Ikhtisar Sistem Pemasangan PV Pelacakan
Pelacakansistem pemasangan fotovoltaik (PV).mewakili kemajuan teknologi yang signifikan dalam rekayasa energi surya. Berbeda dengan struktur-kemiringan tetap tradisional, sistem pelacakan secara dinamis mengarahkan panel surya ke arah matahari sepanjang hari.
Sistem ini pada dasarnya dikategorikan menjadi Pelacak-Sumbu Tunggal (SAT) dan Pelacak-Sumbu Ganda (DAT). Pelacak-sumbu tunggal, khususnya sistem-sumbu tunggal horizontal, berputar dari timur ke barat sepanjang satu sumbu dan digunakan secara luas karena keseimbangan biaya dan kinerjanya.
Parameter Desain Utama
Merancang struktur PV pelacakan yang kuat memerlukan evaluasi yang cermat terhadap batasan lingkungan dan mekanis. Beban angin struktural adalah parameter yang paling penting karena sistem pelacakan merupakan mekanisme dinamis yang rentan terhadap ketidakstabilan aeroelastik seperti fluttering dan galloping.
Parameter geoteknik dan kemampuan adaptasi medan juga memainkan peran penting dalam konfigurasi. Struktur pelacakan harus mengakomodasi kemiringan medan-seringkali dibatasi hingga 10% atau 15%-sambil menjaga keselarasan struktur yang tepat pada tiang pancang yang panjang. Selain itu, pertimbangan mekanis seperti jangkauan pelacakan, akurasi pelacakan, dan pemilihan penggerak (slew drive atau aktuator linier) secara langsung memengaruhi umur panjang mekanis dan kinerja sistem.
Studi Kasus Teknik
Penerapan{0}}dunia nyata menunjukkan kelayakan komersial dan varian operasional sistem pelacakan di berbagai lingkungan. Dalam-proyek utilitas berskala besar yang terletak di kawasan gurun gersang, pelacak-sumbu horizontal sering dipasangkan dengan modul PV bifacial. Kombinasi ini memanfaatkan albedo dataran tinggi untuk menangkap cahaya yang dipantulkan di sisi belakang, menghasilkan peningkatan hasil energi kumulatif yang mengesankan sebesar 15% hingga 25% dibandingkan susunan tetap.

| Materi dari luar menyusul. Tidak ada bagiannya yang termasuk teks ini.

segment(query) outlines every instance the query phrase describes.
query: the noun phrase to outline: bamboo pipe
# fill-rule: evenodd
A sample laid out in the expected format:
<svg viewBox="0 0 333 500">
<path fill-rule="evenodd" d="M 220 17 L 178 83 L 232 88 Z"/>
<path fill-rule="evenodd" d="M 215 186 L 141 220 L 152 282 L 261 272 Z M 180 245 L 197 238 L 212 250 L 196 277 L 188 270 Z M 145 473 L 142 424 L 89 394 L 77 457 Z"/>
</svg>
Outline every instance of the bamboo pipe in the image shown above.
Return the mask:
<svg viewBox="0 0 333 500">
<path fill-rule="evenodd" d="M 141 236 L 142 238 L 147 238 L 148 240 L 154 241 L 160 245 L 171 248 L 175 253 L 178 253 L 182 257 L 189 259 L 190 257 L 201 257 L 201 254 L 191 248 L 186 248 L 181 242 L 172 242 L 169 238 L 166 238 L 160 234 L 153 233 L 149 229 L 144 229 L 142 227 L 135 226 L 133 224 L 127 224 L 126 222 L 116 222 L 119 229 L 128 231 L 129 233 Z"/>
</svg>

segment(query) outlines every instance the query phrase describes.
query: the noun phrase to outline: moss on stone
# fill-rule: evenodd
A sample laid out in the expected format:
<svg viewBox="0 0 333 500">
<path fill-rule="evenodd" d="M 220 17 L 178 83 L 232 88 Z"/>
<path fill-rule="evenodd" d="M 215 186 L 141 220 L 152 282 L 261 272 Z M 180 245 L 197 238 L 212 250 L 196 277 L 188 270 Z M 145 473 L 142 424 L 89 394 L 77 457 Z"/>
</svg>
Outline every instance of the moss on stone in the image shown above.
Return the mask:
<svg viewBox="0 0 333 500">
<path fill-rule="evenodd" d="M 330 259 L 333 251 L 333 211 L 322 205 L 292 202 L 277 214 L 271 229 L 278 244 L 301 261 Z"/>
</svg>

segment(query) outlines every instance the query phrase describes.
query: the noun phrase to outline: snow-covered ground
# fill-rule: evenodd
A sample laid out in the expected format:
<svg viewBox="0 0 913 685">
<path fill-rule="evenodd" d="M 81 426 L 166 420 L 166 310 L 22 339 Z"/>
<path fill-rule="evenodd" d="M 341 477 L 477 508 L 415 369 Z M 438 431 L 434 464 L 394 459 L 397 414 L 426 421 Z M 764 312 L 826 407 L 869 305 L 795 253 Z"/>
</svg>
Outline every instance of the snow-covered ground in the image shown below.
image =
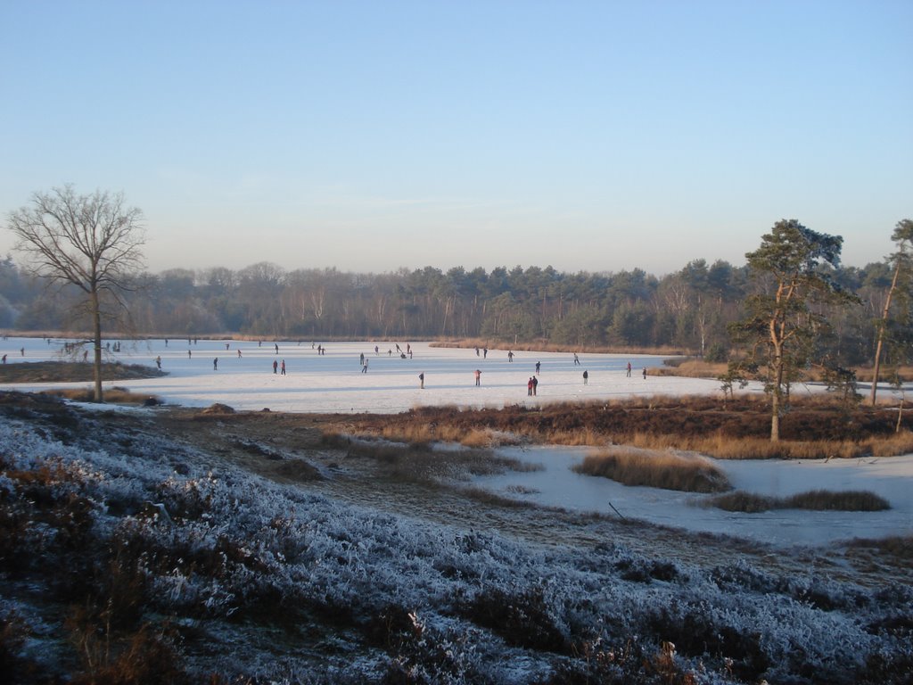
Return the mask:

Sebaliknya, memasang sistem pelacakan di medan yang tidak beraturan atau berbukit menghadirkan tantangan teknis yang unik. Proyek terbaru menggunakan pelacak penggerak multi-titik yang terdesentralisasi atau baris pelacak yang diperpendek untuk mengikuti kontur alami lahan.
Desain Fondasi dan Stabilitas Struktural
Fondasi berfungsi sebagai jangkar integritas struktural dan presisi operasional. Tiang pancang baja berpenggerak dan tiang pancang beton pracetak adalah pilihan standar untuk susunan pelacakan skala-guna. Karena sistem pelacakan terus-menerus menggeser pusat massanya, pondasi harus dirancang untuk menahan momen guling dinamis yang besar, gaya geser horizontal, dan beban torsi berat yang disalurkan ke bawah melalui tabung torsi pusat.
Selain itu, toleransi konstruksi yang ketat adalah wajib selama pemasangan pondasi. Ketidaksejajaran tinggi atau vertikalitas tiang dapat menyebabkan pengikatan yang parah pada rakitan bantalan, yang menyebabkan percepatan keausan mekanis atau kegagalan motor. Analisis elemen hingga (FEA) tingkat lanjut dan pengujian penarikan tanah yang komprehensif memastikan bahwa kedalaman pondasi dioptimalkan untuk menahan naiknya embun beku, pengangkatan angin, dan penurunan tanah jangka panjang selama siklus hidup proyek.